We graded posttraumatic soft tissue wounds using the system of Morel and Lavallée, as reported by Hudson et al., referring to degloving injuries occurring over the region of the greater trochanter region [16]. Seven patients had posttraumatic lesions of the lumbosacral plexis before surgery and six had urogenital lesions; two of these patients, one of whom also had major bleeding from the superior gluteal artery, required interventional embolization.

We determined displacement by grading three radiographic views (AP, 40°-caudad [inlet], 40°-cephaled [outlet]) of the pelvis according to method described by Matta and Tornetta [24]. Displacements were measured to the nearest millimeter on all three views and maximum displacement was recorded. The mean preoperative displacement was 8.7 mm (range, 3–15 mm).

Surgery was scheduled as early as possible to obtain anatomic reduction. We performed surgery within 1 to 12 days after injury; the relatively wide range reflects the time needed for patients to regain hemodynamic and pulmonary stability after the first resuscitation phase. One surgeon (BF), experienced in trauma pelvic surgery, performed all surgeries. Staff placed the patients prone on a radiolucent table. The surgeon marked the posterior superior iliac spine (PSIS) and dorsal iliac crests and used a standard posterior vertical incision of 4 cm, starting 1 cm lateral to the PSIS. The osseous insertion point then was located on the height of the dorsal iliac crest and 1 to 2 cm cranial to the PSIS (Fig. 2). Using a bone awl the surgeon opened the cortical bone and widened the opening parallel to the line of the posterior gluteal line until the instrument reached the opposing cortex. Pedicle screws (7 mm in diameter, Universal Spine System, Synthes, Umkirch, Germany) then were inserted, usually with a length of 50 mm to 60 mm. The same procedure was performed on the contralateral side. In the sagittal plane, a narrow angle (< 30°) was preferred to avoid implant prominence and secondary soft tissue irritation (Fig. 3). The connection bar (6-mm diameter, Universal Spine System, Synthes) then was inserted subfascially and fixed to the pedicle screws. According to the structure of the fracture, distraction or compression was applied using the distraction/compression device from the Universal Spine System (Synthes). Anatomic reduction and screw position then were checked intraoperatively using AP (Fig. 4) and inlet/outlet view radiographs (15). We performed closed reduction manually, except in two patients in whom a Schanz screw [29] was used as a joystick. The average fluoroscopy time was 0.3 minutes (range, 0.1–1.0 minute).

Fig. 2
The transiliac internal fixator is shown in its correct implantation site bridging the two iliac crests on a hard plastic pelvic model.
Fig. 3A B
The operative side of the implanted TIFI is shown before removal of the insertion instrumentation. (A) A side view shows the narrow angle in the sagittal plane that minimizes discomfort. (B) An overview shows the relation between implant size and incision ...
Fig. 4
An AP view shows the postoperative control of the correctly implanted TIFI.

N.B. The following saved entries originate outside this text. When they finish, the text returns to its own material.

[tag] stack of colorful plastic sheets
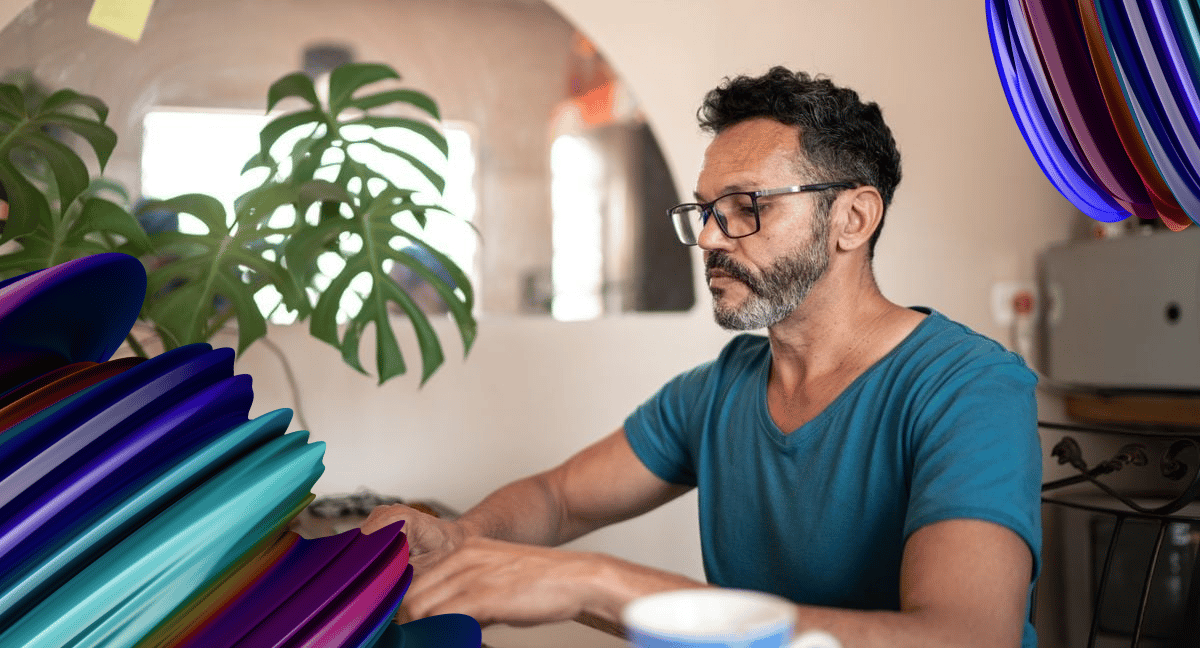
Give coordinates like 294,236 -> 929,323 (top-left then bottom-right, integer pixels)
988,0 -> 1200,230
0,253 -> 480,647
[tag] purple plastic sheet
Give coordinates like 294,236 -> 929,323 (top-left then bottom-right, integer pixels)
0,253 -> 145,364
988,0 -> 1130,221
237,524 -> 409,648
1020,0 -> 1156,218
0,374 -> 254,584
0,345 -> 232,514
173,530 -> 360,648
1098,0 -> 1200,224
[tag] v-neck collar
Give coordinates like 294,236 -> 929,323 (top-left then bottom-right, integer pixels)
756,306 -> 938,446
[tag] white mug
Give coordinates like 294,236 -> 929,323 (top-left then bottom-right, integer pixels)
621,588 -> 842,648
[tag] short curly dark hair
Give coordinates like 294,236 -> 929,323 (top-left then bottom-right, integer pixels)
697,67 -> 902,258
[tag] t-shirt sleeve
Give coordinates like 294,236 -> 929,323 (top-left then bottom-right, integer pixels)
903,354 -> 1043,575
623,363 -> 712,488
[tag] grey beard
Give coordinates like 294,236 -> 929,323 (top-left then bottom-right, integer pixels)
707,230 -> 830,331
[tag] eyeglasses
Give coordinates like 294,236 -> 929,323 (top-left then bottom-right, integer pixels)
668,181 -> 857,245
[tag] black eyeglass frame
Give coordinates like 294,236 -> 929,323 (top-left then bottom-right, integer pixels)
668,181 -> 858,245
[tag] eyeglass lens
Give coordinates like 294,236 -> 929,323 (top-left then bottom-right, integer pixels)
671,194 -> 758,245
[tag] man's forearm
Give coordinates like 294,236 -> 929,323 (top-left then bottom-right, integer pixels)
455,472 -> 569,546
580,557 -> 1015,648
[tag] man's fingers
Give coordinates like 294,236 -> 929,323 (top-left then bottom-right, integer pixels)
361,504 -> 413,534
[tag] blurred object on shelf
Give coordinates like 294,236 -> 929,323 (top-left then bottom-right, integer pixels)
289,489 -> 457,538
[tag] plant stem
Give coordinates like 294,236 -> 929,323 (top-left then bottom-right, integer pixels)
125,332 -> 148,358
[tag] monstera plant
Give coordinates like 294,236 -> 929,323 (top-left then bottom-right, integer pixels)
0,63 -> 476,385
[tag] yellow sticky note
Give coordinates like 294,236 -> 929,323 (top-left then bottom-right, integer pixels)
87,0 -> 156,43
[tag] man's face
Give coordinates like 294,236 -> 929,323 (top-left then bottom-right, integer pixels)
694,118 -> 832,330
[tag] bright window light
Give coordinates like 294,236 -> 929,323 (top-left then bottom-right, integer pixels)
550,134 -> 604,321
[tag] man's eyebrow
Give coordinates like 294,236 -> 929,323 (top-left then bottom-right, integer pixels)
694,184 -> 754,201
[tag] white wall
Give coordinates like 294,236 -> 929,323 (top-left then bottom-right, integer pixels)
1,0 -> 1077,582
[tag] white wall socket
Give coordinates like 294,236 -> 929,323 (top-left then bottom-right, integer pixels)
991,280 -> 1040,327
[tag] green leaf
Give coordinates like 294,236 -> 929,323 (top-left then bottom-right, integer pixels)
22,132 -> 89,210
308,250 -> 360,348
338,312 -> 371,375
346,89 -> 440,120
259,109 -> 324,158
0,84 -> 26,118
38,88 -> 108,122
214,271 -> 267,354
348,116 -> 448,156
388,235 -> 476,353
76,197 -> 151,251
358,137 -> 445,194
141,200 -> 294,356
240,149 -> 274,175
266,72 -> 321,112
0,163 -> 51,242
288,131 -> 338,183
280,213 -> 346,299
33,113 -> 117,169
144,194 -> 228,235
378,272 -> 443,384
328,63 -> 400,117
85,177 -> 130,203
295,179 -> 353,217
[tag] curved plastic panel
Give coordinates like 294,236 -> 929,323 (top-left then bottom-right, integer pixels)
0,350 -> 69,397
140,530 -> 302,648
0,374 -> 254,587
1144,1 -> 1200,155
0,253 -> 146,363
1004,0 -> 1128,204
1099,0 -> 1200,224
0,357 -> 143,434
371,614 -> 483,648
1076,0 -> 1193,229
0,344 -> 232,513
138,494 -> 316,648
1167,0 -> 1200,80
0,431 -> 325,648
334,565 -> 415,648
292,533 -> 412,648
1019,0 -> 1156,217
0,409 -> 294,629
168,530 -> 361,648
237,524 -> 409,648
0,362 -> 95,408
987,0 -> 1130,221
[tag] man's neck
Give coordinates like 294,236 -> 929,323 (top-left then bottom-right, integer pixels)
763,266 -> 919,397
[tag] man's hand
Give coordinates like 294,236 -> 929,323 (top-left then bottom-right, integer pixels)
361,504 -> 468,572
399,536 -> 601,627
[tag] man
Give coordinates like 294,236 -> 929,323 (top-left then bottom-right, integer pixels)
363,67 -> 1042,648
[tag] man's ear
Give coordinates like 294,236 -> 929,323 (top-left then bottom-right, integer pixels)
833,186 -> 883,253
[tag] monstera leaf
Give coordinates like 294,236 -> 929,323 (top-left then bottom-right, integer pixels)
242,62 -> 476,384
0,84 -> 147,273
139,193 -> 301,355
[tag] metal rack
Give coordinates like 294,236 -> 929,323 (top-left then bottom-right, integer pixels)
1039,420 -> 1200,648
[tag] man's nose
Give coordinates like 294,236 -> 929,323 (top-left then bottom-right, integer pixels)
696,212 -> 733,251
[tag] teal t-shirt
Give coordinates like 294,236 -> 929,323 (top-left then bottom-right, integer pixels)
624,308 -> 1041,648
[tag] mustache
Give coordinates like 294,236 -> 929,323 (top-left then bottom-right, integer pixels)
705,252 -> 761,293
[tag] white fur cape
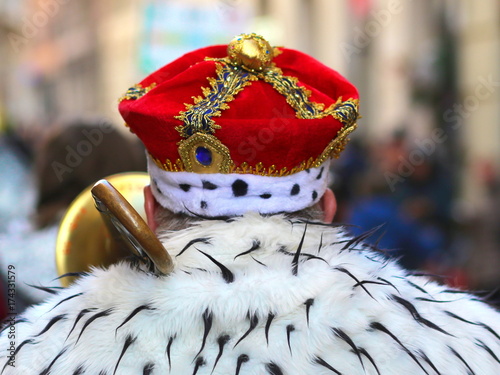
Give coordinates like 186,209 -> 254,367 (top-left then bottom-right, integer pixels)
0,214 -> 499,374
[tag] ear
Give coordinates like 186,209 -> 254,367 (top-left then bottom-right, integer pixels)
320,188 -> 337,223
144,185 -> 158,233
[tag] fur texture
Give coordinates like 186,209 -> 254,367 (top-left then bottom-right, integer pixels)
0,214 -> 499,374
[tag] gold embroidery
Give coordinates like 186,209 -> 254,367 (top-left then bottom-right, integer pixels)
175,63 -> 257,139
118,83 -> 156,102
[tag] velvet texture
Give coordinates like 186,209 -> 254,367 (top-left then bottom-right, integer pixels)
119,44 -> 359,172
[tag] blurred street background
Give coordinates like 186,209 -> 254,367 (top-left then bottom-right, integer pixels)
0,0 -> 498,314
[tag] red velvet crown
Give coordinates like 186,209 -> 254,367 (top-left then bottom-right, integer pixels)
118,33 -> 359,177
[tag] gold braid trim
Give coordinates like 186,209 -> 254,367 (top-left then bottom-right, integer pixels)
174,62 -> 257,138
118,83 -> 157,103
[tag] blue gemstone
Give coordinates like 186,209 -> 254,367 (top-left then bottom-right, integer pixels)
196,146 -> 212,166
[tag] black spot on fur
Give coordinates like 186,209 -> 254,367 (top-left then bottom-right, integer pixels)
358,347 -> 381,375
260,193 -> 272,199
305,299 -> 314,325
192,356 -> 206,375
49,293 -> 84,312
179,184 -> 191,192
475,339 -> 500,364
26,284 -> 63,295
166,335 -> 176,371
265,313 -> 275,345
72,365 -> 85,375
292,224 -> 308,276
235,354 -> 249,375
40,347 -> 68,375
316,167 -> 324,180
35,314 -> 67,337
333,266 -> 375,299
153,179 -> 164,195
313,356 -> 341,374
115,305 -> 155,334
114,335 -> 136,375
291,184 -> 300,196
0,318 -> 27,335
370,322 -> 429,374
213,335 -> 230,372
1,339 -> 35,373
332,327 -> 364,369
202,180 -> 218,190
77,309 -> 113,344
176,238 -> 211,257
391,295 -> 453,336
195,309 -> 213,359
143,363 -> 155,375
232,179 -> 248,197
66,308 -> 96,341
449,346 -> 475,375
234,239 -> 261,260
200,201 -> 207,209
418,350 -> 442,375
198,250 -> 234,283
286,325 -> 295,354
312,191 -> 318,201
234,313 -> 259,348
266,362 -> 284,375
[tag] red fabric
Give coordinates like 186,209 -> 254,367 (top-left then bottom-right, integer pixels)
119,44 -> 358,172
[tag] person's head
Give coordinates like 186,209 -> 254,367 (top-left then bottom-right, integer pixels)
118,33 -> 359,233
35,118 -> 147,227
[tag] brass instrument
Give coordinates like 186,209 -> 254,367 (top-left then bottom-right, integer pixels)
56,173 -> 173,286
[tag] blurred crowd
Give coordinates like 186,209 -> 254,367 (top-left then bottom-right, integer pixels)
332,130 -> 500,303
0,120 -> 147,320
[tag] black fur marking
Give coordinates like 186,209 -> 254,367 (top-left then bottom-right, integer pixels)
391,295 -> 454,336
265,313 -> 275,345
66,308 -> 96,341
77,308 -> 113,344
370,322 -> 429,374
166,335 -> 176,371
415,297 -> 456,303
316,167 -> 324,180
305,298 -> 314,325
332,327 -> 364,369
291,184 -> 300,196
113,335 -> 137,375
406,279 -> 432,296
26,284 -> 63,295
202,181 -> 218,190
234,239 -> 261,260
377,277 -> 400,293
115,304 -> 155,334
313,356 -> 342,374
266,362 -> 284,375
232,179 -> 248,197
195,309 -> 213,359
35,314 -> 67,337
235,354 -> 249,375
176,238 -> 211,257
198,249 -> 234,283
446,311 -> 500,341
143,363 -> 155,375
193,356 -> 206,375
449,346 -> 475,375
180,184 -> 191,192
1,339 -> 35,374
251,256 -> 267,267
212,334 -> 230,373
53,272 -> 89,281
286,325 -> 295,354
40,346 -> 68,375
260,193 -> 272,199
292,223 -> 308,276
317,233 -> 324,254
475,339 -> 500,364
358,347 -> 381,375
200,201 -> 208,209
312,191 -> 318,201
341,225 -> 384,251
49,293 -> 84,312
72,365 -> 85,375
418,350 -> 442,375
234,313 -> 258,348
98,371 -> 108,375
333,266 -> 374,299
0,318 -> 27,335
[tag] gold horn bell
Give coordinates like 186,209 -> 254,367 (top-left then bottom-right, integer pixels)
56,172 -> 173,286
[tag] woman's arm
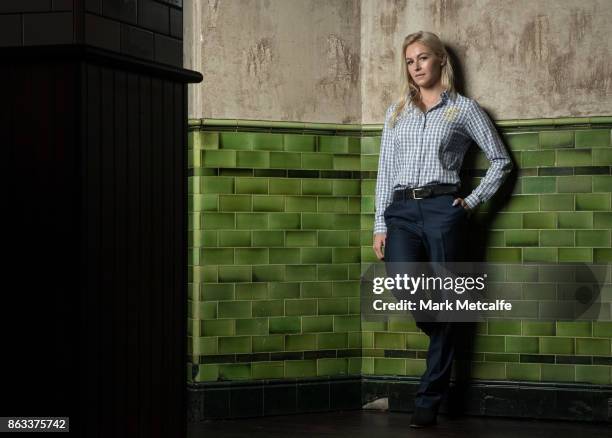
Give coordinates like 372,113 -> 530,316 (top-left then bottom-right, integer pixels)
373,104 -> 397,235
462,99 -> 514,210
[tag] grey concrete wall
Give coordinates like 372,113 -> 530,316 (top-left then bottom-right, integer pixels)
185,0 -> 612,123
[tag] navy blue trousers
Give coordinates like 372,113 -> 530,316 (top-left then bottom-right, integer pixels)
383,193 -> 468,412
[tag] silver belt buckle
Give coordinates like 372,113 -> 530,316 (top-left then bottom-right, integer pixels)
412,188 -> 428,199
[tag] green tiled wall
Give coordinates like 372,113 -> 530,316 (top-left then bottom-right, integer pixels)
188,120 -> 612,386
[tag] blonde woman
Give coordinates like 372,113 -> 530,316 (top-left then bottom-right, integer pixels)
372,31 -> 513,427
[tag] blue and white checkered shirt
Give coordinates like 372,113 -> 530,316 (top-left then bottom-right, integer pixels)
374,89 -> 513,235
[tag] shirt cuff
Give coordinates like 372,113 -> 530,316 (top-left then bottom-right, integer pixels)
373,221 -> 387,235
463,193 -> 481,210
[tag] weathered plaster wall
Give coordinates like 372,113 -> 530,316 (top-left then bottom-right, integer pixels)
185,0 -> 361,123
185,0 -> 612,123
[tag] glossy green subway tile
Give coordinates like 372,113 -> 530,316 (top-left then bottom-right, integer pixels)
575,129 -> 611,148
522,321 -> 555,336
268,248 -> 299,265
201,283 -> 235,301
332,248 -> 360,264
522,177 -> 556,194
361,155 -> 379,171
486,248 -> 522,263
575,365 -> 611,384
319,135 -> 349,153
319,265 -> 350,281
556,149 -> 592,166
269,178 -> 301,195
556,321 -> 591,337
302,315 -> 334,333
218,230 -> 251,247
252,300 -> 284,317
236,318 -> 268,336
558,248 -> 592,262
302,179 -> 333,195
318,298 -> 349,315
300,248 -> 333,264
200,302 -> 218,320
253,132 -> 284,151
269,151 -> 301,169
268,282 -> 300,299
594,248 -> 612,262
252,265 -> 285,282
201,131 -> 221,150
471,362 -> 506,380
285,265 -> 317,281
539,130 -> 574,149
575,338 -> 610,355
220,132 -> 255,150
219,194 -> 252,212
218,336 -> 251,354
218,363 -> 251,380
592,148 -> 612,165
302,213 -> 335,229
473,335 -> 506,353
505,336 -> 539,353
236,150 -> 270,168
348,332 -> 362,348
505,230 -> 539,246
202,212 -> 235,230
196,364 -> 219,382
201,248 -> 234,265
558,175 -> 592,193
285,230 -> 317,247
252,195 -> 284,212
236,282 -> 268,300
285,196 -> 317,212
285,360 -> 317,378
318,358 -> 349,376
252,334 -> 284,352
539,194 -> 574,211
541,364 -> 574,382
285,299 -> 317,316
235,177 -> 267,194
405,333 -> 430,350
484,353 -> 520,363
575,230 -> 610,247
269,316 -> 301,334
334,315 -> 360,332
333,180 -> 361,196
285,333 -> 316,351
348,297 -> 360,314
593,212 -> 612,228
374,358 -> 405,376
490,213 -> 523,229
334,214 -> 360,229
202,150 -> 233,168
201,319 -> 234,337
301,152 -> 333,170
252,230 -> 284,247
198,336 -> 218,356
268,213 -> 301,229
521,150 -> 555,167
332,281 -> 359,297
504,132 -> 539,150
557,212 -> 593,229
374,332 -> 404,349
301,281 -> 333,298
361,136 -> 381,154
405,359 -> 427,376
235,248 -> 268,264
503,195 -> 540,212
333,155 -> 360,170
284,134 -> 316,152
488,320 -> 522,335
251,361 -> 285,379
539,230 -> 573,247
523,247 -> 557,262
539,337 -> 574,354
317,197 -> 348,213
317,332 -> 348,349
523,212 -> 556,229
318,230 -> 349,247
218,266 -> 251,282
217,301 -> 252,319
507,363 -> 541,381
592,175 -> 612,193
235,212 -> 268,229
593,322 -> 612,337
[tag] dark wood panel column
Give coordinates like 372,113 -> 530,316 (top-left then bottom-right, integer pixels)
4,46 -> 201,437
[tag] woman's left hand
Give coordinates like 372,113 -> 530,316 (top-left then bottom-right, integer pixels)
452,197 -> 471,211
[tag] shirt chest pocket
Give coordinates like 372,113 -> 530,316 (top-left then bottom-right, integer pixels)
439,120 -> 468,153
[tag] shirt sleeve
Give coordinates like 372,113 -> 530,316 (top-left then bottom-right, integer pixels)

Patients were restricted to partial weightbearing of 15 kg for the affected limb for 6 to 8 weeks; subcutaneously administered low-molecular-weight heparin was recommended for the entire duration of partial weightbearing as prophylaxis against deep vein thrombosis. On average, patients achieved independent mobilization with limited weightbearing in 12 days (range, 6–18 days, excluding 13 patients with long-time ventilation). Hardware was removed after approximately 11.9 months (range, 0.5–26 months).

Postoperatively, two surgeons (BF, TD) examined all patients at 6, 12, and 52 weeks for signs of wound healing problems or infection. A neurologic examination of the lower extremities was performed in all patients at each followup. When we detected abnormalities we consulted a neurologist. We assessed social reintegration using the German Trauma Society Score [20, 27, 28] (Table 2). This score was developed by the German Pelvis Group (German Chapter of the AO-International and German Trauma Society). Through structured interviews the complaints of the patients regarding social reintegration, malfunction of micturia, sexual malfunction, and pain-free time are assessed as one score on a 7-point scale.

Table 2
Total Pelvic Outcome Score

At 1 year and at the last followup, radiographs were obtained, including AP (Fig. 3), 40°-caudad (inlet), and 40°-cephalad (outlet) pelvic views. Two examiners (BF, TW) graded the achieved reductions by the maximum displacement measured on the three radiographic views of the pelvis according to the technique described Matta and Tornetta [24].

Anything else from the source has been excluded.